Tuesday, November 25, 2014

The wince

Long term readers know I occasionally become upset by "the man who ran over my husband" - henceforth I will call him The Maimer, 'cause he put Ron in a wheelchair. 

Work is hiring.  They have been conducting a lot of interviews lately.  They bring the applicants in the front door and sit them in the hall (step one, I have no idea what happens afterward).  They ran out of chairs, so they took the chairs out of the front breakroom, tended by the other vendor. 

I won't be telling them that.  So, the "regulars" had nowhere to sit.  Every break area has it's regulars.  The Maimer is a regular in the front breakroom, usually. 

As I stocked, I reminded myself I'd see him; to anticipate it, so I could act instead of reacting. 

You can imagine how I feel, seeing him walk around ablebodied. 

It's ironic, because God enabled me to forgive the officer who stole Ron's money, falsified the accident report, lied about a witness, had Ron walking into the street backwards, and when I confronted him on that version of events - blamed me for the accident because Ron traveled alone, as he always did.  I had a lot of issues.

I'm still working on complete neutrality when I see The Maimer.  I have a long way to go.  But generally speaking, I am past the sobbing/wanting to mutilate him stage when I do see him.  Generally.

Generally I battle the impulse to shout at him and tell him he ruined our lives, I hope he's happy driving his nice new truck, etc.  Like I said, I'm working on it.

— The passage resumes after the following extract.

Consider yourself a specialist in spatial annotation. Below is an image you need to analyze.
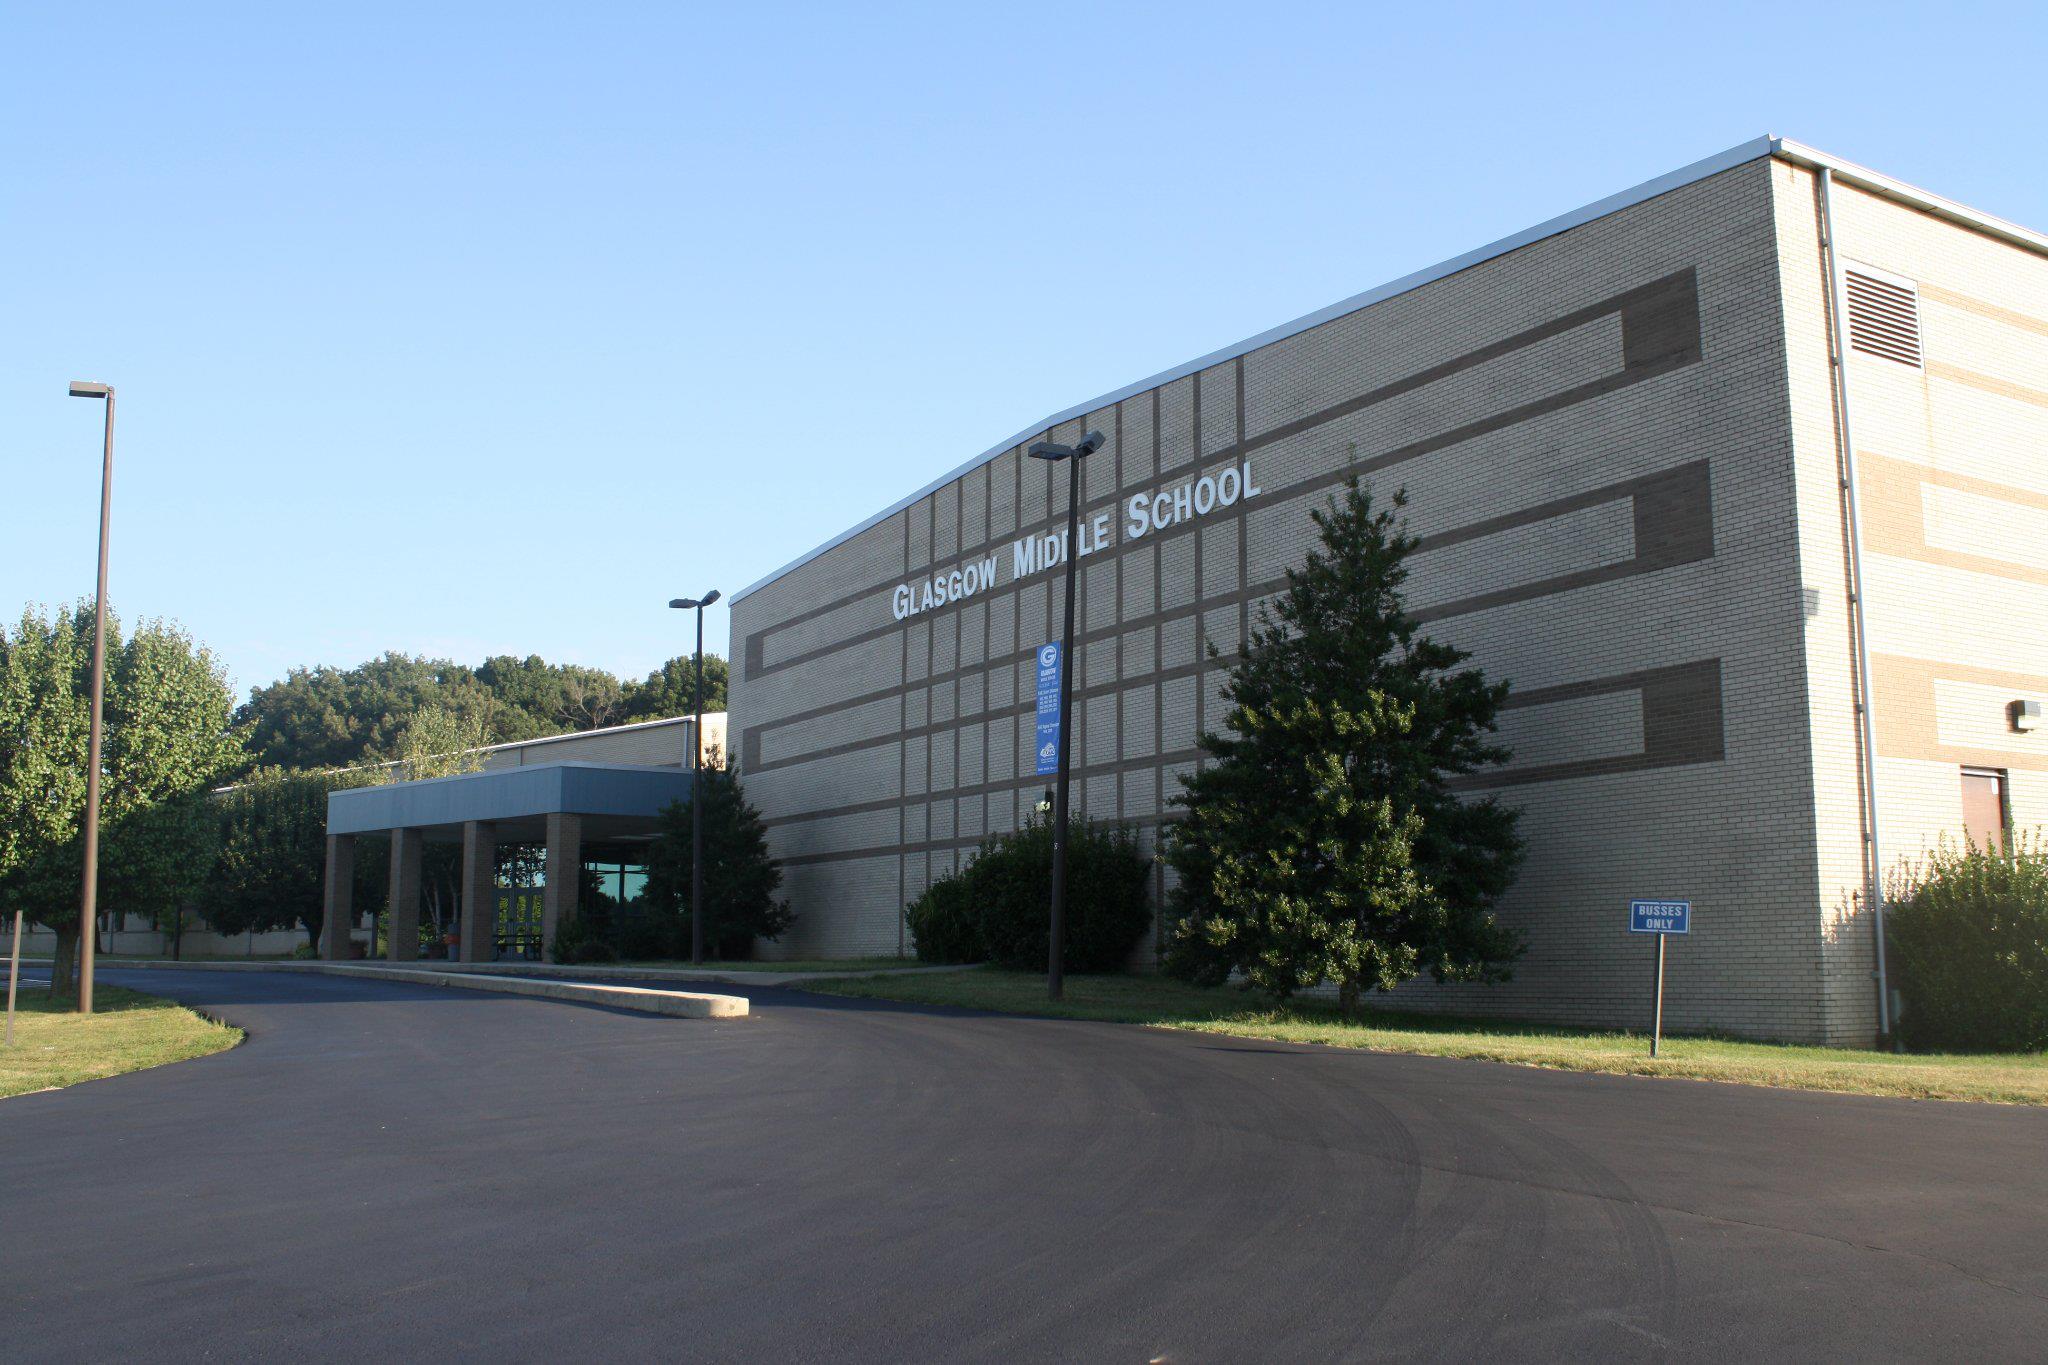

I reminded myself I would likely see him (especially, as it turns out, the custodians took advantage of the vacant room to wax the floor).  Sure enough, I did.

He carried a cup of our coffee as he left the area.  He paused, looking at Ron in his wheelchair.  Winced.  I turned my head because I was probably glaring at him, and I knew God didn't want that.  I heard him say Hi to Ron and Ron give a cheerful reply.

This is going to sound awful, and like I said I have a lot of work towards forgiveness.  But that wince at seeing Ron in the wheelchair did a lot for me, today.   

After the door closed, I told Ron, who shrugged it off.

"He didn't buy a snack?" Ron asked. 

"No" I replied.  "I was stocking and he knows I'm a little growly."